Ben left Scriptures to be read at his memorial service. One was the story of Christ and the man with unclean spirits called Legion because they were so many which Christ cast into swine.

The existence of evil is nearly as old as time, but our sophisticated society refuses to see evil for what it is. The first two listings for evil in my thesaurus show affliction and ailment.

That’s not quite the way some early church fathers saw evil. St. Diadochos was born around the year 400 and was bishop of Photiki in northern Greece. He wrote that evil does not exist by nature and that man is not naturally evil “for God made nothing that was not good.”

In his “One Hundred Texts on Spiritual Knowledge and Discrimination” he wrote: “For good, which exists by nature, is more powerful than our inclination to evil. The one has existence, while the other has not, except when we give it existence through our actions.”

St. Anthony of Egypt (251-356) is credited for the work “On the Character of Man and on the Virtuous Life.”

He wrote: “But when the soul. . . separates itself from God, evil demons enter its thought processes and suggest unholy acts to it: adultery, murder, robbery, sacrilege and other such demonic acts.”

And later: “It is man’s negligence and indolence that give birth to evil passions. Evil clings closely to one’s nature, just as verdigris to copper and dirt to the body. But the coppersmith does not create the verdigris, nor do parents create the dirt. Likewise, it is not God who has created evil. He has given man knowledge and discrimination so that he may avoid evil.”

And how can one do that, with the heaping of more evils and the incredible nastiness found within the pages of the newspapers?

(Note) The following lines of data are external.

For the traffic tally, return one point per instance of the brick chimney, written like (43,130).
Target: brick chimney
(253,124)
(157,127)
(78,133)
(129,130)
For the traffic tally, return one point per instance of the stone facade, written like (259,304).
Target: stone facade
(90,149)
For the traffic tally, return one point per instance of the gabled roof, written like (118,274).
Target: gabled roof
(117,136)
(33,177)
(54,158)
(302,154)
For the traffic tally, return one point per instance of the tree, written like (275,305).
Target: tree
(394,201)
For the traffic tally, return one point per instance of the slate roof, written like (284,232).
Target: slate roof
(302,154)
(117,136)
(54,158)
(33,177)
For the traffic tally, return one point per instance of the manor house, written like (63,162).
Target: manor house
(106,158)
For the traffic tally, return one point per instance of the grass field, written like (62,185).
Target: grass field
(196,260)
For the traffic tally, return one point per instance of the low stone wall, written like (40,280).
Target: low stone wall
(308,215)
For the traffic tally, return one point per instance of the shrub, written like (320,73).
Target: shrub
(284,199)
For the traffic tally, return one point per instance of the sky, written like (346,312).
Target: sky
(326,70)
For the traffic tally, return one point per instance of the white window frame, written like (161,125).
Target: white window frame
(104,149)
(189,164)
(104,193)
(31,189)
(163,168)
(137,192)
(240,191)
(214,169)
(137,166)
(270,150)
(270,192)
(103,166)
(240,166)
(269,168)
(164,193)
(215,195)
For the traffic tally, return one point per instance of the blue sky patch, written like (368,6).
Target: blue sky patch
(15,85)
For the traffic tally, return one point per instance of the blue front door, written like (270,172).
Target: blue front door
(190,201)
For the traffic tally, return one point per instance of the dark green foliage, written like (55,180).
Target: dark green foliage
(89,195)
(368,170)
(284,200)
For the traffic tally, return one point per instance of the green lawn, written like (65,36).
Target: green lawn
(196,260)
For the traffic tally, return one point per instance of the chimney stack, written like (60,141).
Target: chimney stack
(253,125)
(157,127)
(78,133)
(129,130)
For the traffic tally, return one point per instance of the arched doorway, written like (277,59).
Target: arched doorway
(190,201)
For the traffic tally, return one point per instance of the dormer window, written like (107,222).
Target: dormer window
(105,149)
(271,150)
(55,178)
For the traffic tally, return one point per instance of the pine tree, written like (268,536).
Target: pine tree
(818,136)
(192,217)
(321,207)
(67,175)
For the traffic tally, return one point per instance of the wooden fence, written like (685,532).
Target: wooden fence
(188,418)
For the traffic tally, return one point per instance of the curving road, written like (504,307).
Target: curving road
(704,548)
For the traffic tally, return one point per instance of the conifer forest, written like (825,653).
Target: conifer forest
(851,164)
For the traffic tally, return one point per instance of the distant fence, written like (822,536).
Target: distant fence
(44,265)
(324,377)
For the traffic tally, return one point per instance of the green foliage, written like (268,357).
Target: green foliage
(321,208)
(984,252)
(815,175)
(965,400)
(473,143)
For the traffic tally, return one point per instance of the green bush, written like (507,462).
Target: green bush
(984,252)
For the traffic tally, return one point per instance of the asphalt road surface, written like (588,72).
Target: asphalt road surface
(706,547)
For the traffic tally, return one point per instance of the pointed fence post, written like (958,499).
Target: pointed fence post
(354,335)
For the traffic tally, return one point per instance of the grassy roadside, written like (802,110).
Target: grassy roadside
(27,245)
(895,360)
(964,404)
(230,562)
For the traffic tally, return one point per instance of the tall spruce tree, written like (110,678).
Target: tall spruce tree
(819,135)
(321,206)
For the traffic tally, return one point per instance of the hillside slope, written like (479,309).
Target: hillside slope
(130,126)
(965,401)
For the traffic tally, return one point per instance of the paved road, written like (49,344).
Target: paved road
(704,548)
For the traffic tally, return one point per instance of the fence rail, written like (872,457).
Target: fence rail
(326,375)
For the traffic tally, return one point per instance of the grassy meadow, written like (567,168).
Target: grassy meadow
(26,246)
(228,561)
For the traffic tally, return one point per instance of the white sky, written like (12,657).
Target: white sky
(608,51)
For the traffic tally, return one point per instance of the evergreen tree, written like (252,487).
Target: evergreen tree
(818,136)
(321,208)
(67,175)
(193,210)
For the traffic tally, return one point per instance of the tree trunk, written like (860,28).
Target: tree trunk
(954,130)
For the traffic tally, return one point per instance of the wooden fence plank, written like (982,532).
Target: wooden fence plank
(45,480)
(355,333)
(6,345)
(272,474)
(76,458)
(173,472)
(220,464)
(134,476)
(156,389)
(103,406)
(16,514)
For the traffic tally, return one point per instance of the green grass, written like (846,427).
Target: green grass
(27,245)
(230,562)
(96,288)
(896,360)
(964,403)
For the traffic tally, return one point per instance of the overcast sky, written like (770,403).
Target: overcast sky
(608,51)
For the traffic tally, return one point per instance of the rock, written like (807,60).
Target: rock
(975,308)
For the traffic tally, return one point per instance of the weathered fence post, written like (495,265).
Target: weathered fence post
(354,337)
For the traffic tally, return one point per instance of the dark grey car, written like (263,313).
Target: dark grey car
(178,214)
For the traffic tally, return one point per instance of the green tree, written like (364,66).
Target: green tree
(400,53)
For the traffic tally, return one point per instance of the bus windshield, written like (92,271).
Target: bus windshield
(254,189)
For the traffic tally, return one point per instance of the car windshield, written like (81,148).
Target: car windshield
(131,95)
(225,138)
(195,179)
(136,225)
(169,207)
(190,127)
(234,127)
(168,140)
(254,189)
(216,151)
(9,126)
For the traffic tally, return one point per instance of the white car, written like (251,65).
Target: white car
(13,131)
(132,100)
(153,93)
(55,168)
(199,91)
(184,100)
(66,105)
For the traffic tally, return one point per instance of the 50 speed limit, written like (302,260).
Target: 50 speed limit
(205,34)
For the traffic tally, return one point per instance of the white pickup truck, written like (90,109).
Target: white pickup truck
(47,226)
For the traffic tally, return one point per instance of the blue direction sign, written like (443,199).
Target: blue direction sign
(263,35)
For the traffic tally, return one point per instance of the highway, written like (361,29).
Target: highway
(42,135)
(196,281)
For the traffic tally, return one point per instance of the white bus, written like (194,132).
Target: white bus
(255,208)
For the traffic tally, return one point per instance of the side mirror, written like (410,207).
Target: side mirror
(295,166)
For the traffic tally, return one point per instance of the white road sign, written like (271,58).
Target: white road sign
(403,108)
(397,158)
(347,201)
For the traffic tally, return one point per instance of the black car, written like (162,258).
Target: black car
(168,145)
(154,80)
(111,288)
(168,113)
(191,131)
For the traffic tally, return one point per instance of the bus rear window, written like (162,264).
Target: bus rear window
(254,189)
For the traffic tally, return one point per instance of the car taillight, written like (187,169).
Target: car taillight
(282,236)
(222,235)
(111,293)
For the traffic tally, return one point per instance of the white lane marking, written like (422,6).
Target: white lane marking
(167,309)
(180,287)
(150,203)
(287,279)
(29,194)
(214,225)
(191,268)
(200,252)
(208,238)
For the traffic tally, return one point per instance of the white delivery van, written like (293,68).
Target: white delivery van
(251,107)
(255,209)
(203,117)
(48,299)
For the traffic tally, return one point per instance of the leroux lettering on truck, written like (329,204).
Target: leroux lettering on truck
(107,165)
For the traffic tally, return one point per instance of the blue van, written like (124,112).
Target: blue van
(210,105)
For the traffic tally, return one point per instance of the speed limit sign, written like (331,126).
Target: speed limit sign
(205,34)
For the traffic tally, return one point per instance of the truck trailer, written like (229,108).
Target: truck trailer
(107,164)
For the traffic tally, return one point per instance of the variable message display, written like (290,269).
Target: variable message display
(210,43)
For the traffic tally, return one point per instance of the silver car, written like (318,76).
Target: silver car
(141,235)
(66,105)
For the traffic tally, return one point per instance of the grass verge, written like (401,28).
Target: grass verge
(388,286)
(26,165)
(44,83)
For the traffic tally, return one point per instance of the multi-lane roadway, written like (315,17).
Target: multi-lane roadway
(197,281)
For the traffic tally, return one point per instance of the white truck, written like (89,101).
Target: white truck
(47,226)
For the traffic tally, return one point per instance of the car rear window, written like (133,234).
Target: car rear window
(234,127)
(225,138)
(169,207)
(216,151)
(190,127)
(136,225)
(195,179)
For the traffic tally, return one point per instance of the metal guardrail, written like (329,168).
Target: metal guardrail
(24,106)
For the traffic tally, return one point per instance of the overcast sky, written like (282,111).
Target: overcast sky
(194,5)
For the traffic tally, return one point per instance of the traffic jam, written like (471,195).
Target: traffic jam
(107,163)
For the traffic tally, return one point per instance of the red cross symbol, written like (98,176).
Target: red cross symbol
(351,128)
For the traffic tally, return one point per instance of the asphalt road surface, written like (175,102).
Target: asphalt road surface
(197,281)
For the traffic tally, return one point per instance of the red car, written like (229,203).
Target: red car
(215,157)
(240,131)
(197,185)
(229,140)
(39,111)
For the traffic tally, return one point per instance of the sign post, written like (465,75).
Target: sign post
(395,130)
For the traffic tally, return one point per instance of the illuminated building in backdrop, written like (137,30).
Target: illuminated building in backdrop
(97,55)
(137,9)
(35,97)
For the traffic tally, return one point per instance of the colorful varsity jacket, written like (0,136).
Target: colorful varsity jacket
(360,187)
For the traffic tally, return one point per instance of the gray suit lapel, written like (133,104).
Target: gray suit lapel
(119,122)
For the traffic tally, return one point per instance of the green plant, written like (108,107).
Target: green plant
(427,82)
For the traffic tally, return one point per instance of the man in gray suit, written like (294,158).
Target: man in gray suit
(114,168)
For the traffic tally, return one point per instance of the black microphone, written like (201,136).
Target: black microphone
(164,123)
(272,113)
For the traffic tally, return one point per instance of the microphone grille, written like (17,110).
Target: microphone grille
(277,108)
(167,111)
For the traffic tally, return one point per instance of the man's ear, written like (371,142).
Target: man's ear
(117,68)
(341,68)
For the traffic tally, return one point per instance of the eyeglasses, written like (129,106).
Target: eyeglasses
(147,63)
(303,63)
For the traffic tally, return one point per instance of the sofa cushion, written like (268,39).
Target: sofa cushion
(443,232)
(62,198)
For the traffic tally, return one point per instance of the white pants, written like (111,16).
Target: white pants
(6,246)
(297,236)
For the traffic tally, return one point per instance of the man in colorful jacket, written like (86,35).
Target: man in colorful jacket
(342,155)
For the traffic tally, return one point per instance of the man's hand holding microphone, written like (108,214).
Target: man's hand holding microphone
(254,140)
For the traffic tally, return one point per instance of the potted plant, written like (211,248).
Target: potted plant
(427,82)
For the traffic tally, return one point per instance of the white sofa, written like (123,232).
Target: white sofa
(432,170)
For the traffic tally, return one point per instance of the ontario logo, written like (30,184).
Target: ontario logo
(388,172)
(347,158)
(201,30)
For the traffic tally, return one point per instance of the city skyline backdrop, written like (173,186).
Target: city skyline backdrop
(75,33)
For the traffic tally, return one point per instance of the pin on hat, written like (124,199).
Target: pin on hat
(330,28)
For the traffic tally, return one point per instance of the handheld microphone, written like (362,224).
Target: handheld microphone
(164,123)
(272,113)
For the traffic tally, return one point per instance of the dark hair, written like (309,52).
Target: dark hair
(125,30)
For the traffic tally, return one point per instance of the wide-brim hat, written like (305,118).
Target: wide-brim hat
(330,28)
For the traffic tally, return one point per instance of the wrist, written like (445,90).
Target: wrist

In the end, Ben knew the answer and passed it along in his memorial service — a letter from the Apostle Paul to the church in Philippi: “Finally, brethren, whatever is true, whatever is honorable, whatever is just, whatever is pure, whatever is lovely, whatever is gracious, if there is any excellence, if there is anything worthy of praise, think about these things.”

John D. Powell is an Orthodox Christian from Ruston, Louisiana. He writes and edits a newspaper there.